Media reports have it that The Ghanaian Times reporter, Samuel Nuamah, died on the spot while other reporters on the same vehicle are battling for their lives.
The journalists, we know too well, talks about everything under the sun apart from what affects them.
Deducing from reports circulating in the social and traditional media, the accident, which took the precious life of the promising journalist, was avoidable and unnecessary.
That is the price of not providing standard safety and security for a journalist working at the highest office of the land.
In Ghana, today, the journalist has been taken for granted in many ways. They are treated as second-class dignitaries at events where they have been legitimately invited.
In some cases, they sit at different tables, which are considered as tables for the ‘press’ at receptions after events, and they are highly looked down upon. Even though they are the primary conduits.
Vehicles that pick them for assignments are not the best. They are made to be transported on vehicles that could be best described as not road worthy. At the same time organisers of events ride comfortably in very luxurious and secured vehicles.
It must be noted that the journalist is equally important as all people who take part in all events and therefore, must be accorded the needed courtesies.
It takes journalists to initiate and follow-through on everything needed for the citizenry to know from interviews to document requests. They turn raw data and information into easily digestible knowledge for public consumption.
One time Irish playwright, poet and author Oscar Wilde said “by giving us the opinions of the uneducated, journalism keeps us in touch with the ignorance of the community.” This is more than true. Without the journalist mankind will be put in total darkness, by way of dissemination of information.
The Journalist is involved in all major public events. Renowned actors in society use the journalist to promote their course. Such beneficiaries of the products of the journalist must place foremost value on the journalist and in turn identify their worth and deal with them accordingly.
The Journalist provides the fundamentals for effective public sphere which also promotes dynamic society and democracy. All sectors and hierarchies of governance and even the media need the journalist. The security sector, the judicial sector and indeed all sectors depend heavily on the journalist. His role in exerting the needed pressure for societal fairness and accountability cannot be overemphasized.
Journalists in Ghana, have not deemed themselves as kings or queens and have not demanded any preferential treatment, but at least they must be treated from all fronts as any other person attending events.
The journalist’s circumstance in Ghana has worsened with the proliferation of media houses in the country. Most of them are over used but at a very bargain-basement wages.
Some are just paid meager allowances while most of them do not have workplace conditions of service. Others do not enjoy any form of remuneration and heavily rely on organisers of event for survival.
Circumstances are such that majority of journalists in the country today are at the mercy of media managers.
Fortunately the situation is not the same with all journalists. Some, indeed, have identified their worth and positioned themselves accordingly.
There is the urgent need for support systems for the Ghanaian journalist to help whip up their confidence and self assertiveness to enable them present themselves as worthy for all purposes and occasion.

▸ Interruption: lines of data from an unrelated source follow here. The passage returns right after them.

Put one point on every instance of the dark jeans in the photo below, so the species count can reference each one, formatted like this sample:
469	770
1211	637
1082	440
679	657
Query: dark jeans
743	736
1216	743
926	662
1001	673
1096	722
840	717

All stakeholders in the industry, especially the Ghana Journalists Association (GJA), among others, must ensure that these noble professionals providing special impetus to our democracy do not unnecessarily kowtow to pressure of their plights.
The adherence to professional norms and codes as well as the personal background, values and opinions not forgetting his experience of in-work training and socialisation are all key factors to build up the professional capacity of the journalist
Journalism in fact, is a very noble profession, to say the least; no wonder the media is placed forth within the governance structure of the country.
They should standout as professionals who would not only be used and dumped afterwards.
They must demand not only what is due them but more importantly what is befitting and also appropriate for them from all quarters of their operations.